You can of course replace to_tuple() with a lambda function, I just wanted to make the example clear. Moreover, you could use map() to have a tuple with floats instead of string: return tuple(map(float,coords_str.split(','))).

Comments

1
[tuple(obSet['results'][i]['location'].split(',')) for i in range(n)]

This will return a list of tuple, elements of the tuples are unicode.

If you want that the elements of tuples as floats, do the following:

[tuple(map(float,obSet['results'][i]['location'].split(','))) for i in range(n)]

Comments

1

Let's try to give this a shot, starting with just 1 location:

>>> (long, lat) = obSet['results'][0]['location']

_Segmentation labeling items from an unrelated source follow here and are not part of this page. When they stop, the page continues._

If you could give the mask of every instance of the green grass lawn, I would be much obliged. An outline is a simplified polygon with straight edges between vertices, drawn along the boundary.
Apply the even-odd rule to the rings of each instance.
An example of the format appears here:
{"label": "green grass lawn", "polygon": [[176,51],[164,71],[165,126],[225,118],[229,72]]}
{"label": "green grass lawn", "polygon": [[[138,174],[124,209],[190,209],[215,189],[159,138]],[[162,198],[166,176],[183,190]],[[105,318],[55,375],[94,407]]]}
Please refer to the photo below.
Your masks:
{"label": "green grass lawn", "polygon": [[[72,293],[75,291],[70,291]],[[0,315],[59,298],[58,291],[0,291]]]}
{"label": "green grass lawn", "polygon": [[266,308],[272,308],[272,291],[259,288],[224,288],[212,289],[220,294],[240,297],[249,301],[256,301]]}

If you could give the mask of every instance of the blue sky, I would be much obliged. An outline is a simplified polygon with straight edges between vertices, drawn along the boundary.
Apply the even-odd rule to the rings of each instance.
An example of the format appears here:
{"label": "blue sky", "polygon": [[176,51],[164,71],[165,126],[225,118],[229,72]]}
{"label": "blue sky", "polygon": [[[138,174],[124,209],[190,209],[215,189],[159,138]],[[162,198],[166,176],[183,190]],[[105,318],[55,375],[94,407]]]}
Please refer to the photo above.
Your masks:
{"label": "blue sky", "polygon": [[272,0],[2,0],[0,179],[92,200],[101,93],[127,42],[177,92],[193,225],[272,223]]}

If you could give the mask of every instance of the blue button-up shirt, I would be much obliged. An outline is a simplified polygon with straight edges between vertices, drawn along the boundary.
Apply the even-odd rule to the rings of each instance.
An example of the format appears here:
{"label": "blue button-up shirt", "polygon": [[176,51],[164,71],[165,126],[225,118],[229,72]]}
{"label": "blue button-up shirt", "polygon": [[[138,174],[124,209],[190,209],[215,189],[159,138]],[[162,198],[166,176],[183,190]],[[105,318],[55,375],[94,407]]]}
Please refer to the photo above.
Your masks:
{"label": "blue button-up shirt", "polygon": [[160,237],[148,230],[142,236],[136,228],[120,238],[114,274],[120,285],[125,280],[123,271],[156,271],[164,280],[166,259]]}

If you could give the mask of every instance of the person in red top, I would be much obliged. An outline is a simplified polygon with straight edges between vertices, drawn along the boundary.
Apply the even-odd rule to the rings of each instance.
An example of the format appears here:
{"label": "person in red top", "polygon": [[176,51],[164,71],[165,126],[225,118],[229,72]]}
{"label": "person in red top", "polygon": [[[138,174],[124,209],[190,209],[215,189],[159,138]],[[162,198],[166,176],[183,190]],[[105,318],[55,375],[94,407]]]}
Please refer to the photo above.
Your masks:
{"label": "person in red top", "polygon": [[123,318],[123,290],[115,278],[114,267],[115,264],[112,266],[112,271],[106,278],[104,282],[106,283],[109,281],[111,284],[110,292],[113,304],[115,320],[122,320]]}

Traceback (most recent call last):
  File "<stdin>", line 1, in <module>
ValueError: too many values to unpack

Alright, so that didn't work, but why? It's because the longitude and latitude coordinates are just 1 string, so you can't unpack it immediately as a tuple. We must first separate it into two different strings.

>>> (long, lat) = obSet['results'][0]['location'].split(",")

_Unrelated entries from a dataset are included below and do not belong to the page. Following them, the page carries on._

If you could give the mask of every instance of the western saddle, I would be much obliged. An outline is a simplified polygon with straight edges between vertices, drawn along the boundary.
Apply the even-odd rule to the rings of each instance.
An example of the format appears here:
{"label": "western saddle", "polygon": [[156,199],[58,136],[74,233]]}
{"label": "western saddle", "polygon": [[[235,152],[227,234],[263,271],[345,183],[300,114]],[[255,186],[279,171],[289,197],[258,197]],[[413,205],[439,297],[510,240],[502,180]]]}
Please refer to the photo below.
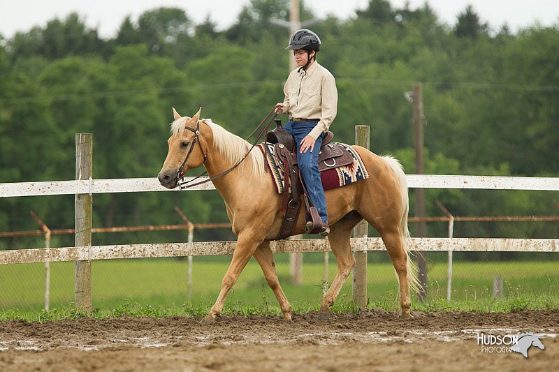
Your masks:
{"label": "western saddle", "polygon": [[[293,135],[282,126],[282,121],[274,119],[276,128],[266,133],[266,142],[274,144],[274,154],[278,159],[279,165],[284,171],[284,195],[282,214],[284,217],[280,234],[275,239],[285,239],[291,235],[301,206],[303,194],[306,209],[307,221],[312,222],[312,229],[307,230],[307,234],[318,234],[321,228],[320,216],[317,208],[312,205],[305,187],[303,177],[299,172],[297,163],[297,146]],[[319,152],[319,171],[337,168],[351,164],[354,158],[341,145],[332,142],[334,133],[326,132],[322,140]],[[289,193],[291,186],[291,193]]]}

From here we will want to iterate through the whole set of results, which we know are indexed from 0 to n. tuple(obSet['results'][i]['location'].split(",")) will give us the tuple of longitude, latitude for the result at index i, so:
>>> [tuple(obSet['results'][i]['location'].split(",")) for i in range(n)]
ought to give us the set of tuples we want.